Want Teachers to Learn AI for Instruction? Let Them Build the Tools

Artificial intelligence (AI) is rapidly changing industries across Africa, but its role in education is still emerging. For many schools, the big question is: how do we prepare teachers to use AI meaningfully in the classroom?
A recent international study suggests an answer that may surprise many: the best way for teachers to learn AI is not just to be trained on it—but to design the tools themselves.
From California to African Classrooms
In California, over 80 teachers across 18 schools were given hands-on training to build and test AI tools that directly addressed classroom challenges. Instead of passively learning, they designed apps that differentiated lessons, encouraged teamwork, and even helped manage student behavior.
One school created a chatbot to strengthen teacher collaboration, while another designed an app that automatically generates restorative discipline activities, complete with reading passages and parent letters. These tools saved time, supported student growth, and improved teacher confidence with AI.
Lessons for Africa
For Africa, where teachers face large class sizes, multilingual learners, and limited resources, the takeaway is powerful: teachers are not just end-users—they should be innovators.

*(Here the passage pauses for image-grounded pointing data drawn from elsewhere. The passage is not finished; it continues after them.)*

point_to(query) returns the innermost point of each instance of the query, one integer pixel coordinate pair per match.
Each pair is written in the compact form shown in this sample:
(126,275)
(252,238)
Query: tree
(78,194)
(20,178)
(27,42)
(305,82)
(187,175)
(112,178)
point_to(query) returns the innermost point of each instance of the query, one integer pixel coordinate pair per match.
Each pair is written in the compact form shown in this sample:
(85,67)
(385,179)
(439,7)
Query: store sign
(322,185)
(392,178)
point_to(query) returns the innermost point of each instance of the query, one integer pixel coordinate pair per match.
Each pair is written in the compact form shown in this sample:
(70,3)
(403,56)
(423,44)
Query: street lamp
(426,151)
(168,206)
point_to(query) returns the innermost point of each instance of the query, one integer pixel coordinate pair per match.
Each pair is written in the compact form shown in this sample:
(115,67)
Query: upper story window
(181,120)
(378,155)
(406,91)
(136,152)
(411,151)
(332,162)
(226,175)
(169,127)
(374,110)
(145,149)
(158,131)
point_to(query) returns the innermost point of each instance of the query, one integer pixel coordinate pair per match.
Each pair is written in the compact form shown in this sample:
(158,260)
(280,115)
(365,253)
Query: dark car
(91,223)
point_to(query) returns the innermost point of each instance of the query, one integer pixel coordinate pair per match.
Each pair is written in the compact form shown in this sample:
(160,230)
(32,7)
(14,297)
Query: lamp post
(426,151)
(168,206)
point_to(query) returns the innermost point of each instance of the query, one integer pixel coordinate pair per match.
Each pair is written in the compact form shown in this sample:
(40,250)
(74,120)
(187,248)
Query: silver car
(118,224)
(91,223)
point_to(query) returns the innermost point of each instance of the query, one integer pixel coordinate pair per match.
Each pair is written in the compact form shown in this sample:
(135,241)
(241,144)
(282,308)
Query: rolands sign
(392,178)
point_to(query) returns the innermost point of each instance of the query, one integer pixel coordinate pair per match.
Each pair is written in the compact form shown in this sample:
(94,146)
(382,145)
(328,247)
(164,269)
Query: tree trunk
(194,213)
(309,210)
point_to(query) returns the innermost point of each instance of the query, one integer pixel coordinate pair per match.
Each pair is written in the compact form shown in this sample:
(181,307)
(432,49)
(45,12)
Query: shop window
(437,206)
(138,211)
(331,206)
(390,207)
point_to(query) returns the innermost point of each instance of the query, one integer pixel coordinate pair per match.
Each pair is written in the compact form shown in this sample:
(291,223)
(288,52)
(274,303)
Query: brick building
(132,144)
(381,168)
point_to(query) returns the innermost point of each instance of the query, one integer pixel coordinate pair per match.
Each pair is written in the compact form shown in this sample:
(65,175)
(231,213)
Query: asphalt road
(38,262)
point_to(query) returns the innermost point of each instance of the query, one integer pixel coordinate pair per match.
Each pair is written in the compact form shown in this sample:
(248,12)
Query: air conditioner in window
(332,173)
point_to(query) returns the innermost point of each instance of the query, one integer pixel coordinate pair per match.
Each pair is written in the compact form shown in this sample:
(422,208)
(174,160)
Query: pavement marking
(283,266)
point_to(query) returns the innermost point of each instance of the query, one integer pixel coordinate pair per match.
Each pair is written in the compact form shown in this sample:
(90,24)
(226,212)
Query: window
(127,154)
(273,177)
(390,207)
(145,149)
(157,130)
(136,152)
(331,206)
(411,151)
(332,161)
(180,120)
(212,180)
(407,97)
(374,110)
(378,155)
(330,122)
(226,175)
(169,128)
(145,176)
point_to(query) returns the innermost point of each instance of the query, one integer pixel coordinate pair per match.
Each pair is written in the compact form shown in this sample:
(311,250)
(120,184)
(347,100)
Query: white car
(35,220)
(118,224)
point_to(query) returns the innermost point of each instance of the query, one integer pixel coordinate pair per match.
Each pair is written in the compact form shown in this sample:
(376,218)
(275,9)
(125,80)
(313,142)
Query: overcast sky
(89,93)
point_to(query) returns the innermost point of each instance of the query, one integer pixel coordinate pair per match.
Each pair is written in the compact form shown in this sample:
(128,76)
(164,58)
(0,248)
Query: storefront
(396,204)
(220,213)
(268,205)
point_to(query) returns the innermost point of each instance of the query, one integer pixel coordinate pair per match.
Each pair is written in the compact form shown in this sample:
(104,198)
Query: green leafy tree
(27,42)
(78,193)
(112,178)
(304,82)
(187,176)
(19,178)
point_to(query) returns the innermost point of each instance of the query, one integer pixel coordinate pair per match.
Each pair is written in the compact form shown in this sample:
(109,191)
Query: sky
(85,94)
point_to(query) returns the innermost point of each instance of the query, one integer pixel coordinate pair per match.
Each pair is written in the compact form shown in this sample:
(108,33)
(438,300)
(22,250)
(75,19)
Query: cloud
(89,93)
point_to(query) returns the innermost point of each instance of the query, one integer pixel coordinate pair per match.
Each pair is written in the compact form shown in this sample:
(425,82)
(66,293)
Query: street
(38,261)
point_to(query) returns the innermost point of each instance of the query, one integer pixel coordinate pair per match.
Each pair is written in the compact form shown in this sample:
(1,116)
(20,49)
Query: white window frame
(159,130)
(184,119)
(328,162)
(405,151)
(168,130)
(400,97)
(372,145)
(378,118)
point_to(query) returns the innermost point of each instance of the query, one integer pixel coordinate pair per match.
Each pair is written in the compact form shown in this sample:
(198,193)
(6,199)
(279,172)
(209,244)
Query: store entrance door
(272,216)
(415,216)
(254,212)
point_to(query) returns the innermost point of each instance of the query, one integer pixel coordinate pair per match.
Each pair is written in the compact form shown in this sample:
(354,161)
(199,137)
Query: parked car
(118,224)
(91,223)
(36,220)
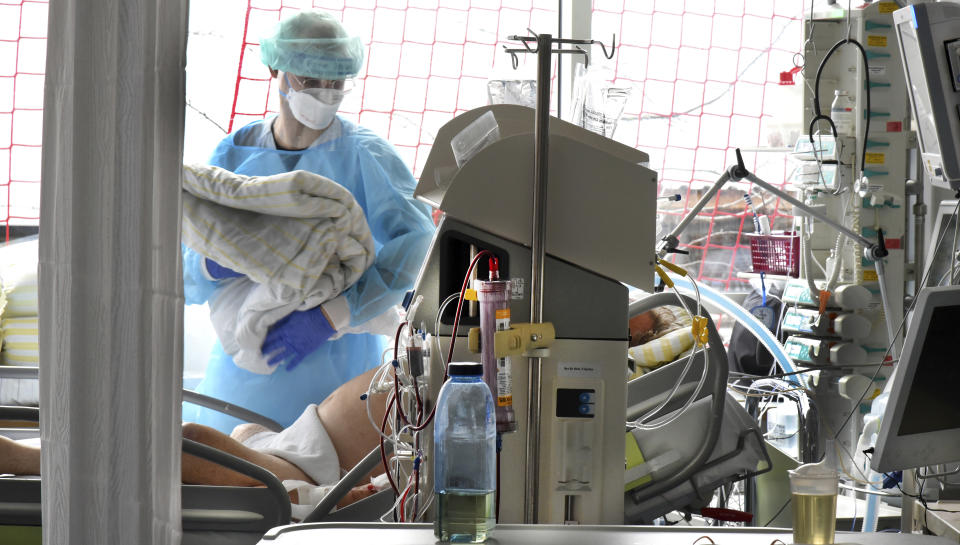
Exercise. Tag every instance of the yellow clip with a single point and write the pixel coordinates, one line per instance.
(700, 330)
(663, 276)
(677, 269)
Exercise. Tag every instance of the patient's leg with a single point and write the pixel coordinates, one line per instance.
(200, 471)
(17, 458)
(344, 416)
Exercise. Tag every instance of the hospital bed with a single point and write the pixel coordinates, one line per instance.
(211, 514)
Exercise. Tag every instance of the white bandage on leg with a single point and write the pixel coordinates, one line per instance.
(304, 444)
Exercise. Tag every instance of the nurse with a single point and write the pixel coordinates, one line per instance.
(313, 59)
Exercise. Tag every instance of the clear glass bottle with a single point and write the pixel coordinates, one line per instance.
(464, 439)
(842, 112)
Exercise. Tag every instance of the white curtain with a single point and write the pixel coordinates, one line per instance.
(111, 295)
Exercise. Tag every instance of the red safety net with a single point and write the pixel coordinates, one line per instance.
(708, 73)
(705, 79)
(23, 33)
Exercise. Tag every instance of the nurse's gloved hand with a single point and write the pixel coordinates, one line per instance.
(218, 271)
(295, 336)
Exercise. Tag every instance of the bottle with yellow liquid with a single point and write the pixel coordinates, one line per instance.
(814, 501)
(464, 438)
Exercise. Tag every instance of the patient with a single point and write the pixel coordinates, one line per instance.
(295, 454)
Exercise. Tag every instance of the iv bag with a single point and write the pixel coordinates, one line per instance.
(597, 104)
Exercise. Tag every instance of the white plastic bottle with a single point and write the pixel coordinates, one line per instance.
(842, 113)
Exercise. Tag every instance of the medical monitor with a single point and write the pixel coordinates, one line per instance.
(939, 255)
(929, 37)
(921, 424)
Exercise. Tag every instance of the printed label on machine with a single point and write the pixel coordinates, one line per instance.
(516, 288)
(888, 7)
(504, 377)
(504, 383)
(578, 370)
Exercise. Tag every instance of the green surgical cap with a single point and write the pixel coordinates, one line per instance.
(312, 44)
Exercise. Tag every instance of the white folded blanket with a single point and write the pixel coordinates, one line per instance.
(300, 239)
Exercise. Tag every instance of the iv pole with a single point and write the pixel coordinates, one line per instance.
(874, 251)
(541, 131)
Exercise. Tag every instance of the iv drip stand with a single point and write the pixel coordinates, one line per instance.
(541, 131)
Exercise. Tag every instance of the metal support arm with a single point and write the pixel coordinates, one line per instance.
(872, 250)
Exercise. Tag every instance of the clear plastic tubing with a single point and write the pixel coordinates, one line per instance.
(494, 298)
(746, 319)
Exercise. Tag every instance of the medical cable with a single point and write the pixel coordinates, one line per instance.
(453, 334)
(903, 321)
(396, 367)
(818, 114)
(641, 422)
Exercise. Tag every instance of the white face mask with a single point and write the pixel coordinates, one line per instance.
(314, 108)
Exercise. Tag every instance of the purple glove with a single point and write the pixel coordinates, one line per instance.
(218, 271)
(295, 336)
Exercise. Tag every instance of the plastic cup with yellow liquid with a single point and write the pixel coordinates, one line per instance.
(814, 501)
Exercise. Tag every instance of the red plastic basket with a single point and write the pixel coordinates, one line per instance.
(775, 254)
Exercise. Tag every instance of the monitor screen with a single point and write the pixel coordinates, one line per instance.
(917, 85)
(921, 423)
(932, 403)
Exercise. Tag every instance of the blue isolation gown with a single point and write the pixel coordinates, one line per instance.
(382, 184)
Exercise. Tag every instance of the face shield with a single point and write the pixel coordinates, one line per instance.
(313, 45)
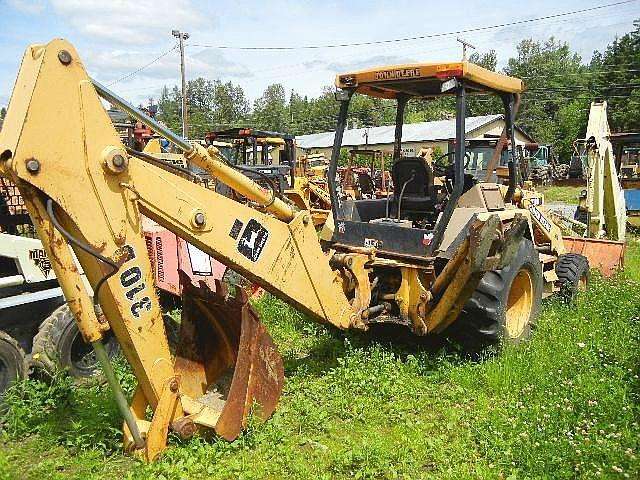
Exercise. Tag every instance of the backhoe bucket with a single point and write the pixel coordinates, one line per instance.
(226, 360)
(605, 255)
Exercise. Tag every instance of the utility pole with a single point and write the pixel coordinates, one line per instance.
(182, 36)
(465, 45)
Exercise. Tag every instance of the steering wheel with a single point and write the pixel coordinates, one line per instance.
(448, 170)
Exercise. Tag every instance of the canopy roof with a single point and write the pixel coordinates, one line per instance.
(426, 79)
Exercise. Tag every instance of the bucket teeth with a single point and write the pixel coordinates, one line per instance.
(226, 358)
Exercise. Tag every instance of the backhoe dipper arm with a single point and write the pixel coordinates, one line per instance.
(59, 146)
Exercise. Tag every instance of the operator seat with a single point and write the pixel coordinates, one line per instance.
(367, 187)
(419, 196)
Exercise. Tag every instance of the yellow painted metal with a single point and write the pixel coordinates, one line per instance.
(214, 163)
(388, 81)
(519, 303)
(169, 403)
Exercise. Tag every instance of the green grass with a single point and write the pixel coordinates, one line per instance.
(564, 405)
(561, 194)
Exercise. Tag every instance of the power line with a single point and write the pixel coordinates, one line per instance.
(418, 37)
(135, 72)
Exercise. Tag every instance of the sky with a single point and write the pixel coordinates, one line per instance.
(116, 38)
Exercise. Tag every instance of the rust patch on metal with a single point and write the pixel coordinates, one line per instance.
(225, 358)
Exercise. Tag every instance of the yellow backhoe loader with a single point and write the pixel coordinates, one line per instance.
(464, 258)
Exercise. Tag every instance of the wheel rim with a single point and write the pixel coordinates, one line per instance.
(519, 303)
(4, 375)
(582, 283)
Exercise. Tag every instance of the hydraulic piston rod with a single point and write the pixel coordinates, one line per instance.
(207, 159)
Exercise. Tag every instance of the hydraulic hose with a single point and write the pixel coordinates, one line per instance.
(86, 248)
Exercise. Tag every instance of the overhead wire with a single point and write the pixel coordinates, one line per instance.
(417, 37)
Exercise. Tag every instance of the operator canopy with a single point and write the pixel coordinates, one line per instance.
(426, 80)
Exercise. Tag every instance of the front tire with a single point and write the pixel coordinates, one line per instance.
(572, 270)
(505, 305)
(59, 345)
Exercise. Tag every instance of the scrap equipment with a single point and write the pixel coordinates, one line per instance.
(468, 259)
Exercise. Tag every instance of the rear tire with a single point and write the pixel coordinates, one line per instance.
(505, 304)
(572, 270)
(13, 362)
(59, 345)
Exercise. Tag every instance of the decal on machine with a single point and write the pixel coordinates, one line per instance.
(253, 240)
(236, 229)
(372, 243)
(39, 257)
(540, 218)
(131, 281)
(397, 73)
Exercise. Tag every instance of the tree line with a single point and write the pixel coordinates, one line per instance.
(554, 108)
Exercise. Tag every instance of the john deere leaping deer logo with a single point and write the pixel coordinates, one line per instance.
(39, 257)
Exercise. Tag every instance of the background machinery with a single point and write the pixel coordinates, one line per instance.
(469, 259)
(37, 328)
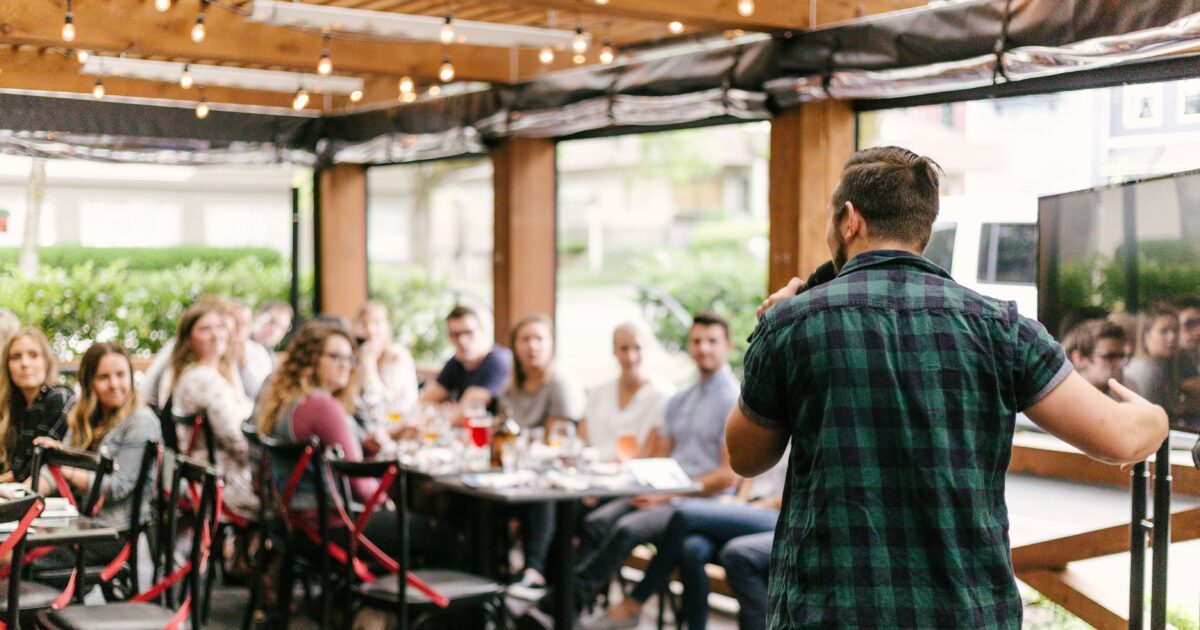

Imagine African teachers designing AI tools that:
- Translate lessons into local languages.
- Generate quick remedial activities for struggling learners.
- Provide culturally relevant teaching examples.
- Support overworked teachers with ready-to-use lesson adjustments.
But while AI can lighten workloads, it cannot replace relationships. As teachers in the study warned, trust and human connection remain the foundation of learning. AI should strengthen—not weaken—that bond.
The Way Forward
If Africa is to harness AI in education, policymakers and EdTech investors must go beyond importing technology. They must empower teachers to co-create AI solutions that fit African realities.
When teachers lead innovation, AI becomes more than a buzzword. It becomes a partner in solving the continent’s most pressing education challenges.